她读得很慢,一个字一个字地看。读完最后一个字,又工整抄写一遍,将草稿留下。另一张小心折好,塞进信封,又在信封上写下那个写了无数遍的地址。
最后,她把木生那张照片找出来,也一同塞进信封里。
一切准备停当,她却没有立刻起身去寄。
她坐在桌前,把那封信又拆开来看了一遍。目光落在其中一行字上——“也有一部分是我添进去的”。
这些年来,她替木生寄回的钱,到底有多少是木生留下的,有多少是她自己赚的,她已经分不清了。木生留下的那笔钱,她存在银信局里,专款专用,一分都不敢乱动。可那笔钱并不多,木生生前跑船虽然赚了些,但大部分都寄回去了,留下的只是一点积蓄。
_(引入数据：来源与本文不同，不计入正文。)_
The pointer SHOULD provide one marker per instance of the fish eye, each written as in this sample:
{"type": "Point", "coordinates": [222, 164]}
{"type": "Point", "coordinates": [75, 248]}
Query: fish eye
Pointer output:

大弟楚远成亲那五百元,木生的积蓄只够一半,另一半是她添的。至此,她邮尽了木生留下的最后一分钱。淑柔阿姐过三十五岁生日那辆单车,花了两百元,全是她出的。还有这些年寄回的暹罗特产,肉食,还有为淑柔姐和三个孩子购买的衣物用品悉数由她供给。
细算下来,这些年她贴进去的钱,早已超过了木生留下的总数。
南枝并不觉得心疼。那些钱,是她教书挣的,是她卖无米粿挣的,来路正大光明,花在木生兄的家里,她心甘情愿。
她只是不知道该怎么把这些事说给淑柔姐听。
信里写“些许差额由我补上”,她甚至都不知是否恰当。她从不想算这笔账,若真一桩桩一件件地写出来,倒像是邀功请赏似的,反倒玷污了这份心意。
南枝把信重新封好,又在信封背面添了一行小字:“内有照片,烦请妥收。”
第二日一早,她去了银信局。
陈先生见她来了,照例笑着打招呼。南枝把那封信递过去,说:“陈先生,劳烦,寄到潮安县溪头村。”
陈先生接过信,看了看地址,又看了看信封上那个陌生的寄件人姓名——这次她写的是自己的名字,不是“郑木生”。
“谢先生,这次?”陈先生抬起头,有些疑惑。
“是。”南枝说,“这次是我自己的信。”
陈先生看了她一眼,没有多问,把信收好,在簿子上记了一笔。
南枝走出银信局时,日头正好。街上人来人往,热气蒸腾。她站在门口,深深地吸了一口气,又缓缓地吐出来。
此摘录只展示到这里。